Effect of a pharmacist‐led intervention on adherence among patients with a first‐time prescription for a cardiovascular medicine: a randomized controlled trial in Norwegian pharmacies

2019 
OBJECTIVE: To examine whether a pharmacist-led intervention improves medication adherence among patients who have filled a first-time prescription for a cardiovascular medicine. METHODS: Design: Unblinded randomized controlled trial. SETTING: 67 Norwegian pharmacies, October 2014-June 2015. PARTICIPANTS: 1480 adults with a first-time prescription for a cardiovascular medicine. INTERVENTION: Participants in the intervention group received two consultations with a pharmacist 1-2 and 3-5 weeks after filling the prescription. Participants in the control group received care according to usual practice. MAIN OUTCOME MEASURE: The primary outcome was self-reported adherence as measured by the 8-item Morisky Medication Adherence Scale (MMAS-8), at 7 and 18 weeks after filling the prescription. Adherence from baseline to week 52 was estimated using data from the Norwegian Prescription Database (NPD). KEY FINDINGS: Data from MMAS-8 showed that 91.3% of the patients in the intervention group were adherent after 7 weeks versus 86.8% in the control group (4.5% difference, 95% CI 0.8-8.2, P = 0.017). The corresponding proportions were 88.7% versus 83.7% after 18 weeks (5.0% difference, 95% CI 0.8-9.2, P = 0.021).
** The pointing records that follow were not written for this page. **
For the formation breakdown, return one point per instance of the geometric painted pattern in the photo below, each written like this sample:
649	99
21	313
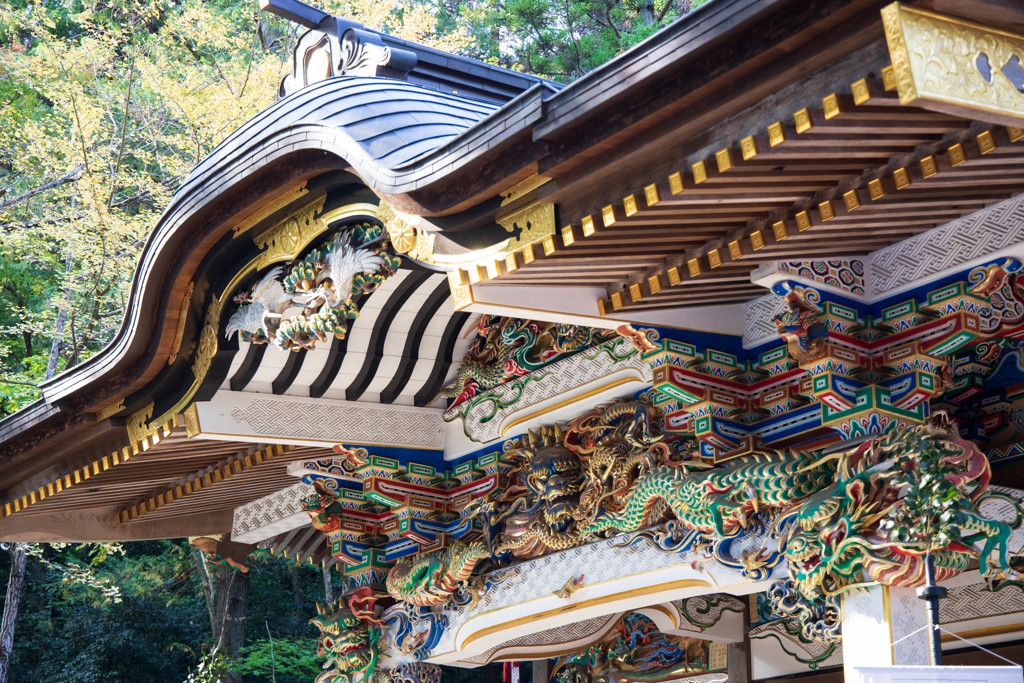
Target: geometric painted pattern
956	243
269	509
355	423
760	319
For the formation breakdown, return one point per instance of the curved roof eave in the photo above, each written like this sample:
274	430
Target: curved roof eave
305	121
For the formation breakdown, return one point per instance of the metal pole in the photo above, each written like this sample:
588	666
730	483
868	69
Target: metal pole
932	594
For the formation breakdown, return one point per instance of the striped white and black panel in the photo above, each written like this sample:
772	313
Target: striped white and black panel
441	352
395	341
293	373
347	360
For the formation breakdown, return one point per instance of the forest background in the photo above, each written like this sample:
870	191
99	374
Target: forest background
104	108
NPD data (n = 1294) showed no significant difference in adherence after 52 weeks (95% CI -2.0 to 7.8, P = 0.24). However, adherence among statin users (n = 182) was 66.5% in the intervention group versus 57.4% among new statin users in the general population (n = 1500) (difference 9.1%, 95% CI 1.5-16.0, P = 0.019). CONCLUSION: The main outcome measure indicates that a short, structured pharmacist-led intervention may increase medication adherence for patients starting on chronic cardiovascular medication. However, these findings could not be confirmed by the NPD data analysis.